In capturing Oprah’s grand return to acting in a television series, director Clement Virgo spoke about the essence of buildup being essential to present Oprah’s arrival in the series:
“Well as a filmmaker I remember when I first met Oprah I said to her well how do you like to work with your director, she said you tell me what to do and I’ll do it. I knew that it was a good opportunity to give her kind of a movie star entrance it was key because I knew that everyone would be expecting that and waiting for her to show up on screen. I wanted to tease it out, tease it out and then bam! you see her onscreen, and you know when you see her it’s like yes. It was good.”
The characters in the series are not just living beings, but the Greenleaf home in itself plays an important role as a non living character and the decision on the home was no easy task which both Clement and Oprah spoke on saying:
Clement: I read Craig’s script and there was this house in the story and I saw this house that they picked and it wasn’t the house that I thought and Oprah said to me what do you think of the house and I said I hate the house I hate the house too. And then I said look give me some time and I’m gonna find you the right house because that’s not the house that I saw. Then we searched and I found this house and I videotaped it on my phone and I sent it Oprah.
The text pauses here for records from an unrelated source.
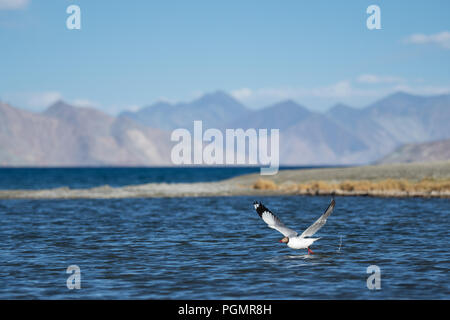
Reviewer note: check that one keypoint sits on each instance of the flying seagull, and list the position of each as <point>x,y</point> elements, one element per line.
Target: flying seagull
<point>291,237</point>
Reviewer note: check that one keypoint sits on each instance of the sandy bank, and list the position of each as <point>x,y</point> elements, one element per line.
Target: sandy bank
<point>394,180</point>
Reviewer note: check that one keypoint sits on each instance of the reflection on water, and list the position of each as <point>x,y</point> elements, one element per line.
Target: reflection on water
<point>204,248</point>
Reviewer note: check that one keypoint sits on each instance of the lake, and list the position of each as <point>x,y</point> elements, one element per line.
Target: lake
<point>219,248</point>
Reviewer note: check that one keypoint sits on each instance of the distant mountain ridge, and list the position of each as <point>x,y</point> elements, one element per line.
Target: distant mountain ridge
<point>67,135</point>
<point>64,135</point>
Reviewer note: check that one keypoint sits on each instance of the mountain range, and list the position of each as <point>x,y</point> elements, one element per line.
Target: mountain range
<point>65,135</point>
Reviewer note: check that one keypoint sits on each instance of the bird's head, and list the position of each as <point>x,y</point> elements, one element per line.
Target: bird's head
<point>284,240</point>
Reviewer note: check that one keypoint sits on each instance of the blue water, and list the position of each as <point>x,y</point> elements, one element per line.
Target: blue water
<point>217,248</point>
<point>80,178</point>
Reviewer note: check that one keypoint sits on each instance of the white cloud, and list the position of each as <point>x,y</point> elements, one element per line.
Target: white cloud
<point>423,89</point>
<point>85,103</point>
<point>341,89</point>
<point>14,4</point>
<point>376,79</point>
<point>42,99</point>
<point>441,39</point>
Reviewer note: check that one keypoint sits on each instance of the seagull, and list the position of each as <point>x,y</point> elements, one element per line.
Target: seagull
<point>291,237</point>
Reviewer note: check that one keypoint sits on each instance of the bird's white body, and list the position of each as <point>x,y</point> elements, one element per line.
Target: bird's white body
<point>291,237</point>
<point>300,243</point>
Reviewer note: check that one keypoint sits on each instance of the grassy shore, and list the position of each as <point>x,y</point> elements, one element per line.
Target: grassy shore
<point>399,180</point>
<point>393,180</point>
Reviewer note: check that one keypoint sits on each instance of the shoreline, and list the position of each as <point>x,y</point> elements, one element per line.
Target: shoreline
<point>393,180</point>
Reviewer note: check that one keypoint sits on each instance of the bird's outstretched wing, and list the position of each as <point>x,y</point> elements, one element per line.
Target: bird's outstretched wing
<point>273,221</point>
<point>319,223</point>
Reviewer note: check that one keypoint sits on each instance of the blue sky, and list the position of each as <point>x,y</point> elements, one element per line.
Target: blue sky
<point>129,54</point>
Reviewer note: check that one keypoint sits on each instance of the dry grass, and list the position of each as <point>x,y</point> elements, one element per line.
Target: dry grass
<point>264,184</point>
<point>360,186</point>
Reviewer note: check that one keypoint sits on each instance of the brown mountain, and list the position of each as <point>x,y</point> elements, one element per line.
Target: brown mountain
<point>64,135</point>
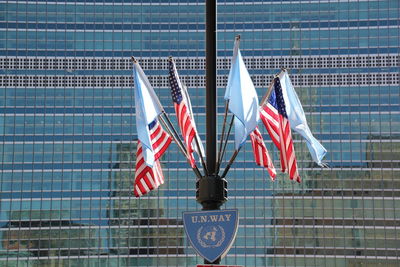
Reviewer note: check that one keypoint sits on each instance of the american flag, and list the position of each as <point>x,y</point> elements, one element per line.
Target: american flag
<point>273,114</point>
<point>149,178</point>
<point>261,154</point>
<point>182,110</point>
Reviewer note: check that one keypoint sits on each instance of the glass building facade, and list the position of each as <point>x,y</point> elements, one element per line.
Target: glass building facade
<point>68,134</point>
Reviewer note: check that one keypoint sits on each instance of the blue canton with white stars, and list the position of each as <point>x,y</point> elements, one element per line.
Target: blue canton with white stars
<point>175,90</point>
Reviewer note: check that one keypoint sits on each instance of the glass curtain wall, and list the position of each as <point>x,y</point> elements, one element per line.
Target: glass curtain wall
<point>68,135</point>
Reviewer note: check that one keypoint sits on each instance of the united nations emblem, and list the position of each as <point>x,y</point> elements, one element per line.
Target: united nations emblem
<point>211,233</point>
<point>211,236</point>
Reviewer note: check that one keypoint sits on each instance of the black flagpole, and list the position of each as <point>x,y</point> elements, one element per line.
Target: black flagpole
<point>211,189</point>
<point>211,85</point>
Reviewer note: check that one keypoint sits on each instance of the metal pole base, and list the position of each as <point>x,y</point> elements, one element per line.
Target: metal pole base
<point>211,192</point>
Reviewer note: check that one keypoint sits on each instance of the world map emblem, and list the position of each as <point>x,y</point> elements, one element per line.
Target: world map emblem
<point>211,233</point>
<point>211,236</point>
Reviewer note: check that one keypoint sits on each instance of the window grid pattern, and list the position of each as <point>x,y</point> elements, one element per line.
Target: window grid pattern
<point>68,134</point>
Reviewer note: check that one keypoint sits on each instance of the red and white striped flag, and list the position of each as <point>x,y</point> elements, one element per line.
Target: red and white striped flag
<point>261,154</point>
<point>273,114</point>
<point>183,112</point>
<point>149,178</point>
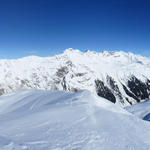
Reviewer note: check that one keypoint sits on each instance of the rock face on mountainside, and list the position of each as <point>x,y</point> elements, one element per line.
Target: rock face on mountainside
<point>120,77</point>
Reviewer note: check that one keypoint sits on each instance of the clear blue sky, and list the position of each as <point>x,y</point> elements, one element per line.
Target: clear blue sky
<point>46,27</point>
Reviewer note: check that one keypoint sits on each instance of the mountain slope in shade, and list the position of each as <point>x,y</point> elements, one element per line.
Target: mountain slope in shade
<point>57,120</point>
<point>120,77</point>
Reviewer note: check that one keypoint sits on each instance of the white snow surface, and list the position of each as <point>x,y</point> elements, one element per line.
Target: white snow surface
<point>142,110</point>
<point>78,70</point>
<point>58,120</point>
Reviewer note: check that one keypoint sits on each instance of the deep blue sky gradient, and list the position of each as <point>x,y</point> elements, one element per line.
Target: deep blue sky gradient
<point>47,27</point>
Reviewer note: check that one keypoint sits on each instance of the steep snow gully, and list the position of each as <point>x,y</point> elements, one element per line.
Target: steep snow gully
<point>59,120</point>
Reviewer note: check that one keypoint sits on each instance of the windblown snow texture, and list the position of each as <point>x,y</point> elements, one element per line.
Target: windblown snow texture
<point>58,120</point>
<point>120,77</point>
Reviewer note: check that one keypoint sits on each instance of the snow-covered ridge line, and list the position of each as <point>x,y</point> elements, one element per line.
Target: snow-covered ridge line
<point>50,120</point>
<point>117,76</point>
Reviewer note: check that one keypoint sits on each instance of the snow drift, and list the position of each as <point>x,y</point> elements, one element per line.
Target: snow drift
<point>58,120</point>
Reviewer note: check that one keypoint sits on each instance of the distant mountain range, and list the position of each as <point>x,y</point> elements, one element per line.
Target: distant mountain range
<point>123,78</point>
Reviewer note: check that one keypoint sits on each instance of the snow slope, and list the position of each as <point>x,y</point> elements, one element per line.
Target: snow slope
<point>120,77</point>
<point>58,120</point>
<point>142,110</point>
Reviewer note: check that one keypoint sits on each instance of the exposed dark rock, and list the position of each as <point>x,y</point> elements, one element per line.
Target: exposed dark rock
<point>104,91</point>
<point>130,93</point>
<point>139,88</point>
<point>114,87</point>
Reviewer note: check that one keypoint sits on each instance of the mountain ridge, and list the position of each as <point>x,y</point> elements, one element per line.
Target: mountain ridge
<point>118,76</point>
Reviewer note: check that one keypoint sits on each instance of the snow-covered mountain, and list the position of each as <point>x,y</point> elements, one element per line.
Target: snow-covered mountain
<point>120,77</point>
<point>58,120</point>
<point>142,110</point>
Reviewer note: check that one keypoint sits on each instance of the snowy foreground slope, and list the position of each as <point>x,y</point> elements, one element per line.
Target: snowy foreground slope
<point>120,77</point>
<point>57,120</point>
<point>142,110</point>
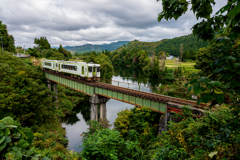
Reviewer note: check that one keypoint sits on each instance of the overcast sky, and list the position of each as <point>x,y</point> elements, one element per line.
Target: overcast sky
<point>78,22</point>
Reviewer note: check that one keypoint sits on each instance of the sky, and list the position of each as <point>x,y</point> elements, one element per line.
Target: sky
<point>78,22</point>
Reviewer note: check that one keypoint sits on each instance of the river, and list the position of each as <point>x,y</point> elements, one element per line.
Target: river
<point>77,124</point>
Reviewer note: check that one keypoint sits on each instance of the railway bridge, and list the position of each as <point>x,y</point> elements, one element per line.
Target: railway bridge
<point>99,93</point>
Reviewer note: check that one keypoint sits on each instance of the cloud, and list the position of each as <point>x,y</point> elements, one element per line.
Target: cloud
<point>77,22</point>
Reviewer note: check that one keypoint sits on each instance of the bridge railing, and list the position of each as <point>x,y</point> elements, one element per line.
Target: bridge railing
<point>158,90</point>
<point>130,85</point>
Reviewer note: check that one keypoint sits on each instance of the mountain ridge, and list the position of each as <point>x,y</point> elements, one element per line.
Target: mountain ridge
<point>89,47</point>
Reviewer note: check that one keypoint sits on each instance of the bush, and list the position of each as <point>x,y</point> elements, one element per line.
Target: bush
<point>212,136</point>
<point>15,141</point>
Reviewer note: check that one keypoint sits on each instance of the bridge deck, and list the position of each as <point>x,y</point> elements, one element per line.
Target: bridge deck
<point>135,97</point>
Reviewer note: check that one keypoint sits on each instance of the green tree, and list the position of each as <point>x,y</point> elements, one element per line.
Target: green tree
<point>225,77</point>
<point>23,93</point>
Oprah: I didn’t like the house the original house that was found I didn’t like. We are now using the house that’s the school, the house has become the school. Oprah: You remember what you said?
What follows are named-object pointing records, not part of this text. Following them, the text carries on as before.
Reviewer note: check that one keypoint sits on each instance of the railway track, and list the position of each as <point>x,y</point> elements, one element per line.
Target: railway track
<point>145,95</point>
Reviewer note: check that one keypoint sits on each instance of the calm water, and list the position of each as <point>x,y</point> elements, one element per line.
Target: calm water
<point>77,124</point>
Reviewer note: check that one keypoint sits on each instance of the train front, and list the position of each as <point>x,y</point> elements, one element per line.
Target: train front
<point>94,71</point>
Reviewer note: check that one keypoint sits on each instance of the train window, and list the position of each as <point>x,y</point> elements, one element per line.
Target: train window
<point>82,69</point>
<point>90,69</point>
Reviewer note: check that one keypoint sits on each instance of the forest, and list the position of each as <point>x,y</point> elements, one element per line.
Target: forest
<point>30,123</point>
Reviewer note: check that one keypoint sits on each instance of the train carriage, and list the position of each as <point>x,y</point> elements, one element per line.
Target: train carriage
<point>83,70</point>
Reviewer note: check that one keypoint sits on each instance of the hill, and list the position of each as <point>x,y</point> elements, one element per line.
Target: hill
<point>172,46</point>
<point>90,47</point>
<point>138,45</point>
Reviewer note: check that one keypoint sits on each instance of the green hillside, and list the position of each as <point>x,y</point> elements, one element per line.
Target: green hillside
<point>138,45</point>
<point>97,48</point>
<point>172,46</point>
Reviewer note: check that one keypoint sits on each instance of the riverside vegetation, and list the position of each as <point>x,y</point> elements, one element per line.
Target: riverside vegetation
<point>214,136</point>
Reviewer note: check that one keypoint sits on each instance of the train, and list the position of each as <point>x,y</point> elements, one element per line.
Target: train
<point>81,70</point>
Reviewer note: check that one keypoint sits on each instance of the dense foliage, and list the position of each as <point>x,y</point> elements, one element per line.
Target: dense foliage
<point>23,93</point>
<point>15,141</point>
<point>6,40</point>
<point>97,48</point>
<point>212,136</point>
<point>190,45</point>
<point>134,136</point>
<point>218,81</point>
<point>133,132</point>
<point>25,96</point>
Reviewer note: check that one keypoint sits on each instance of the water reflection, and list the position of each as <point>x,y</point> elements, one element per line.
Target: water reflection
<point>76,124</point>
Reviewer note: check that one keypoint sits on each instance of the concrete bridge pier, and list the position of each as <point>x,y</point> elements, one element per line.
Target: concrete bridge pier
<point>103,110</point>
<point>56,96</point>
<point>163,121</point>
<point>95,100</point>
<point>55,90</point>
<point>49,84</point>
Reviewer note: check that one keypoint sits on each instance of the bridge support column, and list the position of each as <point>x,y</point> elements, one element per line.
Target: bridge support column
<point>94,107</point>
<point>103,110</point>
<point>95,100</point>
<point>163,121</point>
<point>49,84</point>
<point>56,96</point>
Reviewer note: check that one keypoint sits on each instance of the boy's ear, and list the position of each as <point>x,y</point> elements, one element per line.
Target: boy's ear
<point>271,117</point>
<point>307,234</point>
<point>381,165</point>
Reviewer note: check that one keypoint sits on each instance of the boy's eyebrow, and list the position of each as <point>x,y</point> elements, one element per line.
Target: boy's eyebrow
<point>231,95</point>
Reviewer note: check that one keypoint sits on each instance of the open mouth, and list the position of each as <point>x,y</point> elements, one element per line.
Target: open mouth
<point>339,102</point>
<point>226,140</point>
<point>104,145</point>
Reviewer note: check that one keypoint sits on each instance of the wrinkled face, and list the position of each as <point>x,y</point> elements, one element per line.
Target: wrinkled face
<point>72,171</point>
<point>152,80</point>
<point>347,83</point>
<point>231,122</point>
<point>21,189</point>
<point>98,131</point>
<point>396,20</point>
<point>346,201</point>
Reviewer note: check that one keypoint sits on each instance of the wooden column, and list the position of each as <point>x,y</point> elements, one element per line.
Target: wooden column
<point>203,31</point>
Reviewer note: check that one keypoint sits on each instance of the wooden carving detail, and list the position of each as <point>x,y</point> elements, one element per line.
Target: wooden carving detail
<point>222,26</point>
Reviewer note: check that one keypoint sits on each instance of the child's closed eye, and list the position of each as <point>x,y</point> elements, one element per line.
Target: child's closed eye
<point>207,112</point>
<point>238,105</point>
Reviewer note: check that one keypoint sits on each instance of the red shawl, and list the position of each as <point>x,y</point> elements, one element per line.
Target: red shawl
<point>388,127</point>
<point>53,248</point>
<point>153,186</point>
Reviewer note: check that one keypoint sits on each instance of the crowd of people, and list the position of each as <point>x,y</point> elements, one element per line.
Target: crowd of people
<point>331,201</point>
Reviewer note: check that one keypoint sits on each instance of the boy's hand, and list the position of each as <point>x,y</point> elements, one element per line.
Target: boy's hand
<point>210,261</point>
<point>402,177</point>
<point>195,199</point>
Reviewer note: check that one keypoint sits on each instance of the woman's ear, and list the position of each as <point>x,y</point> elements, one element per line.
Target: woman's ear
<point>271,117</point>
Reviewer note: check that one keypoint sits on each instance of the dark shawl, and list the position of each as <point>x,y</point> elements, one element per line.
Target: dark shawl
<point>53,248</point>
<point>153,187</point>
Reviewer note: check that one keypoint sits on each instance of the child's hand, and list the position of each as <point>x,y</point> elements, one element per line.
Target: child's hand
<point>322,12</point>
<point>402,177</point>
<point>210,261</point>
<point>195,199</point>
Clement:I said it was adequate.
Oprah: And I said I hate the word adequate. Adequate is just so mediocre. Adequate who wants a adequate house. Do you want to live in a adequate house? Adequate, I said that house should have it’s own personality. I now love that house that the Greenleafs now live in, but it was Clement who wouldn’t settle for adequate and that’s how we ended up with that house.
When asked about producing projects with a certain emotional pull, rather than just interesting plotlines Oprah said:
“Well because I believe that what we all love is a good story whether it’s your friend telling you or your mother telling you we all love a good story. I learned this a few years on the Oprah Show, in order to truly move people you have to connect to their heart and to their emotions. So I’m all about, my real role on Earth is to lift the consciousness to use the platform of television my work in the magazine Oprah Magazine. All of my work is about the same thing it’s about showing people new ways of seeing themselves and seeing the problems and flaws and dysfunctions that we all have, and shining a little light on that being able to lift just enough so you can see yourself in that. So the idea of bringing light, the light of awareness, the light of consciousness to the work is what I’m always striving for no matter what I’m doing.”
Greenleaf will premiere over two nights on Tuesday, June 21st at 10:00 pm ET/PT and Wednesday, June 22nd at 10:00 pm ET/PT on OWN. The first season will feature 13-episodes which will air weekly on Wednesday’s at 10 pm ET/PT.